Agência Brasil
O Conselho Nacional de Justiça (CNJ) decidiu nesta terça-feira (23), em Brasília – por unanimidade – aplicar a pena máxima de aposentadoria compulsória, com vencimentos proporcionais, ao juiz trabalhista Marcos Scalercio, do Tribunal Regional do Trabalho da 2ª Região (TRT2), sediado em São Paulo. Ele foi acusado por ao menos três mulheres de assédio sexual e importunação sexual.
Scalercio encontra-se afastado desde setembro, por decisão do CNJ. Em seguida ao afastamento, foi determinada a abertura de processo administrativo disciplinar (PAD), que agora resulta na demissão do magistrado.
O caso foi revelado em agosto do ano passado pelo portal G1, após as vítimas terem procurado movimentos de combate ao assédio sexual contra mulheres, como o Me Too Brasil e o Projeto Justiceiras. Ao todo, foram contabilizadas ao menos 87 denúncias contra Scalercio.
O CNJ decidiu demitir o magistrado com base em três casos com apuração mais avançada. Em um desses episódios, o ataque contra uma advogada ocorreu dentro do gabinete do juiz no TRT2. A vítima relatou que Scalercio avançou sobre ela e encostou suas partes íntimas, pressionando-a contra parede.
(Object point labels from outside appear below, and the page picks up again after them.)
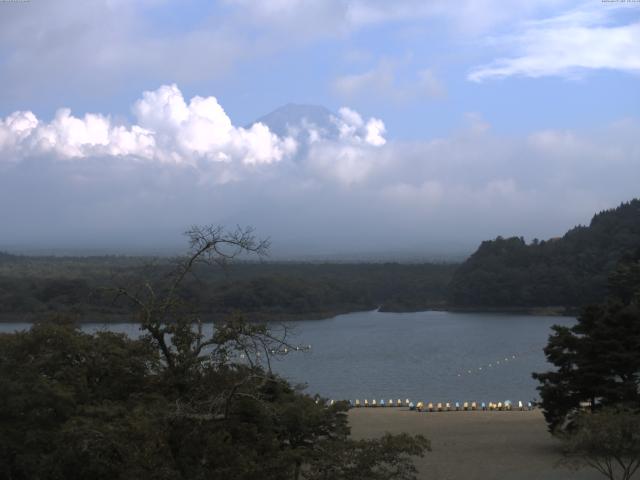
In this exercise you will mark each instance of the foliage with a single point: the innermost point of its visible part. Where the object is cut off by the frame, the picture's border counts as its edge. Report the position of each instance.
(570, 271)
(174, 404)
(260, 290)
(597, 360)
(608, 441)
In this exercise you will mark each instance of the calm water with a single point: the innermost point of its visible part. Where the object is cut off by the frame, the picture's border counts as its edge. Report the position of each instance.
(429, 356)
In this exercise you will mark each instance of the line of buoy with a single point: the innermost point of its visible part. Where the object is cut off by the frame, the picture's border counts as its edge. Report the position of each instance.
(507, 405)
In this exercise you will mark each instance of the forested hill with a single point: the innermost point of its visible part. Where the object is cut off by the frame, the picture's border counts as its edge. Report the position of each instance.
(570, 271)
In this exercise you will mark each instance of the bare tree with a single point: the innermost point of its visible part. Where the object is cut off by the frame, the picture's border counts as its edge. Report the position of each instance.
(176, 328)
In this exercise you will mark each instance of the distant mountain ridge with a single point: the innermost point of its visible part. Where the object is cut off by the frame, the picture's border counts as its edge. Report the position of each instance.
(570, 271)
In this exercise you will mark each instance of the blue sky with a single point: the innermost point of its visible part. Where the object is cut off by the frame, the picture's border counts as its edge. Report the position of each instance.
(518, 118)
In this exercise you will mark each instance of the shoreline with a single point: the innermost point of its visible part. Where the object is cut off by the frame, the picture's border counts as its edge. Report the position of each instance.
(474, 445)
(257, 317)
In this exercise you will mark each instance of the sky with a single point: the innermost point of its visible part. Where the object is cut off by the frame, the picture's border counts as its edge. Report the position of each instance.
(122, 123)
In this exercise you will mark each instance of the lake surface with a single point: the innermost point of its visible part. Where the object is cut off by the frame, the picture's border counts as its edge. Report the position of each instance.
(429, 356)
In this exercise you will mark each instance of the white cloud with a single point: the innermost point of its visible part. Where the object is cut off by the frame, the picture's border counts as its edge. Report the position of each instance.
(168, 130)
(566, 45)
(184, 161)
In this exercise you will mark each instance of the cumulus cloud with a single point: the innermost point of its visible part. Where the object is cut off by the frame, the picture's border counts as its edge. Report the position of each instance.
(168, 130)
(567, 45)
(347, 189)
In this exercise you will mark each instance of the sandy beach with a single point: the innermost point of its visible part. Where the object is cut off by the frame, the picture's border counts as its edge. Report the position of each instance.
(474, 445)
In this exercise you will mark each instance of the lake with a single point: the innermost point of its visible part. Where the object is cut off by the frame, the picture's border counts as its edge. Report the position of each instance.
(429, 356)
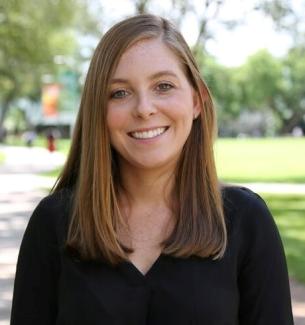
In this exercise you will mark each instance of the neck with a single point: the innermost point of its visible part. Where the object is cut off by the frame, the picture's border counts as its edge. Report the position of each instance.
(147, 187)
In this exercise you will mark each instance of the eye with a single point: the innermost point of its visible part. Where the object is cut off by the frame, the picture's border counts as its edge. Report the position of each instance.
(164, 86)
(117, 94)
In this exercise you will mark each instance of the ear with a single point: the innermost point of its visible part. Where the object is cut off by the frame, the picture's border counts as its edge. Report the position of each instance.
(196, 105)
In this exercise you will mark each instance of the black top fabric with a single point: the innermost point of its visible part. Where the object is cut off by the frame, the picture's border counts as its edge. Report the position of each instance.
(248, 286)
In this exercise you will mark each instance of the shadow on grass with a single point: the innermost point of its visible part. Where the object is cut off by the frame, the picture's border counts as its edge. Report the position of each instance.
(296, 180)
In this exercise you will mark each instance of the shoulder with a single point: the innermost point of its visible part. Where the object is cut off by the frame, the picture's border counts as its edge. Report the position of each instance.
(51, 215)
(243, 202)
(247, 213)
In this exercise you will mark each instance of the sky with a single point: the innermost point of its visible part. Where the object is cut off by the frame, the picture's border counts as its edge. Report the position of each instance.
(230, 47)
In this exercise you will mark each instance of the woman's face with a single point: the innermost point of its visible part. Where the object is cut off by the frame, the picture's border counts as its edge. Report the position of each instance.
(151, 106)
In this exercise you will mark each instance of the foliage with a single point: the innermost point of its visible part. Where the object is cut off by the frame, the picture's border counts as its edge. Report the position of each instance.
(32, 34)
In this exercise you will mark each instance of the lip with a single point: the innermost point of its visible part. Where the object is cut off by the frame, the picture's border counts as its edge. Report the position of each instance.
(149, 129)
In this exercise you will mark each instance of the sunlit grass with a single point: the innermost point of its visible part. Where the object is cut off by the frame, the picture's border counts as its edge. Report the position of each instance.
(280, 160)
(2, 157)
(289, 215)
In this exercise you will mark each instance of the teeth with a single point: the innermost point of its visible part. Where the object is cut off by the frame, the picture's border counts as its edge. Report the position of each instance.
(148, 134)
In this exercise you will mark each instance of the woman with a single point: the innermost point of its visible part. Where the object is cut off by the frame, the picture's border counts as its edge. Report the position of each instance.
(138, 229)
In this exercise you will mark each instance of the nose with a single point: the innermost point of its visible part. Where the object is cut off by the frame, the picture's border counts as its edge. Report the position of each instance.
(144, 106)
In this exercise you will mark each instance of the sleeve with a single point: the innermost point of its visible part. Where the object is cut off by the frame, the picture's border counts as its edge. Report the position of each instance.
(35, 287)
(263, 277)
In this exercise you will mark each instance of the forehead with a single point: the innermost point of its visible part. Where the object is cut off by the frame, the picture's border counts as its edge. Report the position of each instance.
(149, 54)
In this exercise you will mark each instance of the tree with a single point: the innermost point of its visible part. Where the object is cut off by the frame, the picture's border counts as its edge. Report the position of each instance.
(32, 34)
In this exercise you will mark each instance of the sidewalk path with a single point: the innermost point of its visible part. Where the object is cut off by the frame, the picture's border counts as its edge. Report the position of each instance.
(20, 191)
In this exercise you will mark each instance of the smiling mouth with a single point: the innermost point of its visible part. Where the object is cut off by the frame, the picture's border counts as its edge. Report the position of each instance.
(148, 134)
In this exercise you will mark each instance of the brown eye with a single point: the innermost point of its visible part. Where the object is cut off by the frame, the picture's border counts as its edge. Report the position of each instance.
(164, 86)
(119, 94)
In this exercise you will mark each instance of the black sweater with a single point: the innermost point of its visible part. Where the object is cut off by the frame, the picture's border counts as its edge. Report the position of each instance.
(248, 286)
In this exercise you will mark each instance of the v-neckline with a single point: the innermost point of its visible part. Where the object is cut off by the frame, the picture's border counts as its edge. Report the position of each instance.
(150, 271)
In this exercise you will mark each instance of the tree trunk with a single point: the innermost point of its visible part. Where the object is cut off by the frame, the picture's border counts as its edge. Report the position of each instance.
(5, 106)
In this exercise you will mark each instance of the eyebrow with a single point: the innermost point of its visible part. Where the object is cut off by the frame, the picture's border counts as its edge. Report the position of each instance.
(152, 77)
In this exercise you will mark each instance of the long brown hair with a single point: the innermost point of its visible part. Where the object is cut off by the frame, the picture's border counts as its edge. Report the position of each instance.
(91, 170)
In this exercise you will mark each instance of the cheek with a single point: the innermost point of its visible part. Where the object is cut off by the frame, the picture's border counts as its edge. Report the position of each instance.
(116, 119)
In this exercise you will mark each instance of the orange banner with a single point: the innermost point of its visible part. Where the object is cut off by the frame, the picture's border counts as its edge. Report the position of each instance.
(50, 96)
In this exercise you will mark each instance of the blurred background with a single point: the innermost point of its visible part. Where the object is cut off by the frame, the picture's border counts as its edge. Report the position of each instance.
(251, 54)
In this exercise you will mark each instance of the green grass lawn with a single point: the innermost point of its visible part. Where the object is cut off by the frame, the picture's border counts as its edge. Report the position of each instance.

Ela conseguiu se desvencilhar e saiu correndo, acionando na hora a segurança do tribunal.
Em seguida, a advogada denunciou o assédio na corregedoria do tribunal trabalhista, mas o órgão, antes de o episódio vir a público, arquivou o caso sem dar andamento às investigações. Somente depois da divulgação pela imprensa, em agosto do ano passado, que o TRT2 – em decisão de seu plenário – resolveu abrir um PAD contra Scalercio.
“Institucionalmente [as vítimas] não encontraram nenhum amparo”, destacou o conselheiro Luiz Philippe Vieira de Mello Filho, ministro do Tribunal Superior do Trabalho (TST). Para o futuro, ele sugeriu a criação de um “locus [lugar] de acolhimento para essas vítimas, nesses casos que não são poucos no judiciário brasileiro”.
Outros casos
Os outros dois casos julgados nesta terça-feira pelo CNJ dizem respeito a uma aluna do curso Damásio Educacional, onde o magistrado dava aulas de Direito, e a uma advogada com quem Scalercio teve contato por meio de uma rede social. Em ambos os episódios, ele teria se vangloriado do cargo de juiz para intimidar as vítimas, de acordo com os relatos.
Ao fim, prevaleceu o voto da conselheira Salise Sanchotene, que fez uma descrição minuciosa dos acontecimentos narrados pelas vítimas. Ela concluiu que o magistrado teve conduta escandalosa dentro do ambiente de trabalho, registrou um padrão usual de comportamento e praticou atos gravíssimos, passíveis de punição com pena máxima. O voto da relatora foi elogiado pelos demais conselheiros, sendo seguido por todos.
“Esse processo é paradigmático enquanto reflete uma sociedade estruturalmente machista que invisibiliza as mulheres e, mais do que isso, as silencia”, disse a presidente do CNJ, ministra Rosa Weber. “Lamento que a nossa legislação assegure vencimentos ou subsídios proporcionais ao tempo de serviço, mas é a nossa legislação e nós temos que aplicá-la”, acrescentou ela, em referência à pena de aposentadoria compulsória, que prevê a continuidade do pagamento de salário – de modo proporcional ao tempo que o juiz ocupou o cargo.
Em nome do juiz Marcelo Scalercio, o advogado Leandro Raca apontou o que seriam contradições nos relatos das vítimas e argumentou, também, que o CNJ teria aplicado penas mais brandas em casos similares. Em nenhum momento a defesa do magistrado assumiu a prática dos assédios, que também sempre foram negados pelo juiz.